1517 Polk Street San Francisco, CA 94109

2 Leo’s Oyster Bar

Leo’s Oyster Bar is a splashy seafood haven from the owners of Marlowe and Park Tavern in the Financial District. The interiors are lush and tropical with custom banana-leaf print wallpaper and an invitingly long bar. Chef Jennifer Puccio has excelled at creating a non-location specific seafood menu. It’s not inspired by a place or time, it’s simply amazingly delicious seafood. There is Japanese hamachi with charred avocado, baked oyster carbonara with crispy pancetta, mussels with andouille and ham hock, and miso-glazed local halibut with kimchi fried farro. If you’re in the mood for the classics, don’t worry, Leo’s also offers crab cakes, a rock shrimp Louie salad, clam chowder, and a warm buttery lobster roll.

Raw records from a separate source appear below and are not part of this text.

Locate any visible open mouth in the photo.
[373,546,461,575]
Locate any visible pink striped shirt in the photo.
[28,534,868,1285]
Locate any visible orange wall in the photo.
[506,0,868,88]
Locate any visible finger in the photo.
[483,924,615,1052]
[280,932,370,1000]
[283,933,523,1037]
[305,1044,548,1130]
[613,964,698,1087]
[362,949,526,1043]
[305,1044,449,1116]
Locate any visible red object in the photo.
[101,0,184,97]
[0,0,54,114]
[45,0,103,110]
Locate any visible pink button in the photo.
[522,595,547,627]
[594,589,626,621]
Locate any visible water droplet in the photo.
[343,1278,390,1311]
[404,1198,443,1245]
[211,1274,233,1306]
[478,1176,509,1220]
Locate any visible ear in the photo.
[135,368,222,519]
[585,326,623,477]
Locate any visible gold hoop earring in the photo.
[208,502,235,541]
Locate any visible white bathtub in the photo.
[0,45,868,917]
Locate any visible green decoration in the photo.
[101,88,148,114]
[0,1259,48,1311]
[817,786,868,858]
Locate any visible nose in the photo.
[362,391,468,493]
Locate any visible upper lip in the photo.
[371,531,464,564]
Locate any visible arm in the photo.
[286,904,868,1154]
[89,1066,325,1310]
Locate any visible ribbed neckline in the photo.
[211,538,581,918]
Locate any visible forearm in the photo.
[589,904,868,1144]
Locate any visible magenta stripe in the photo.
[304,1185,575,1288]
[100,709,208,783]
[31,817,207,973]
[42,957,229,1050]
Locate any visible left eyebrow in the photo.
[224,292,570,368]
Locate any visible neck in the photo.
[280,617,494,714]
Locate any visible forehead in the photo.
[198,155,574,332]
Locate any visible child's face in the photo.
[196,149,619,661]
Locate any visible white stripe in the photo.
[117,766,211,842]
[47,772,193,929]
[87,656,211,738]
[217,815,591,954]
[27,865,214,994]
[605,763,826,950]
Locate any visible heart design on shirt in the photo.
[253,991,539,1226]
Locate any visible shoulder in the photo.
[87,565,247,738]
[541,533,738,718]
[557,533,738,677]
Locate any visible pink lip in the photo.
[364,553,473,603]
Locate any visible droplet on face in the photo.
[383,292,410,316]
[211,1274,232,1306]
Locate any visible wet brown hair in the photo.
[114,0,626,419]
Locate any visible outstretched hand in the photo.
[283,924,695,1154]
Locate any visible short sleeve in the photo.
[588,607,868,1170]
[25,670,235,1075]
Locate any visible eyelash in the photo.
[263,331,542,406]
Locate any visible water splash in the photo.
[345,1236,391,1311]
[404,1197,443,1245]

Note that it’s a happening scene where SF’s most stylish PYTs can be seen sipping icy cold martinis, so we don’t recommend showing up Lululemon.

3 Farallon

This year, Union Square’s Farallon restaurant is celebrating its 20th anniversary. The iconic seafood eatery, overseen by Pat Kuleto and co-owner and chef Mark Franz, is a special occasion sort of place with seafood served in the grand old style of eras past. There are extravagant platters of iced shellfish, eight different types of oysters, five varieties of caviar, and that’s just the raw bar selection! Appetizers include scallops, halibut crudo, fritto misto, abalone chowder, and seared octopus, while entrees are elegant and elaborate. Think seared local sablefish with smoked mussel escabeche, fava beans, and greens or grilled tombo tuna with farro verde, castelvetrano olives, pistachio, and nasturtium.

4 Anchor and Hope

Anchor and Hope is a fish house that’s open for lunch, happy hour, and dinner in down town San Francisco. It’s equal parts East and West coast with a lively bustling atmosphere and plenty of large tables making it perfect for a crowd. Order the head on prawns with charred lemon or the marinated octopus with salsa verde. Both are cooked over a charcoal grill which adds tons of smoky flavor. The angels on horseback, smoked bacon-wrapped oysters, are addictive—as is the crispy calamari with green curry lime sauce. If you’re in the mood for classic fish and chips, Anchor and Hope is the place to indulge. Their scrumptious variation involves Smithwick’s beer-battered flounder, tartar sauce, and house-cut fries.

5 La Mar

When you crave the tart refreshing Peruvian seafood specialty, ceviche, La Mar on the Embarcadero is your next stop. La Mar translates to the sea in Spanish and this festive restaurant from Gaston Acurio, one of Peru’s top chefs, is a seafood lover's paradise. There are six types of ceviche all made with 100% sustainably caught fish as well as nigiri, and four different kinds of tiradito, a Peruvian style of sashimi that’s wildly fresh and tasty. The menu also features several innovative seafood dishes like shrimp croquettes, octopus and potato skewers, squid ink pasta, arroz con shellfish, and grilled salmon in coconut milk.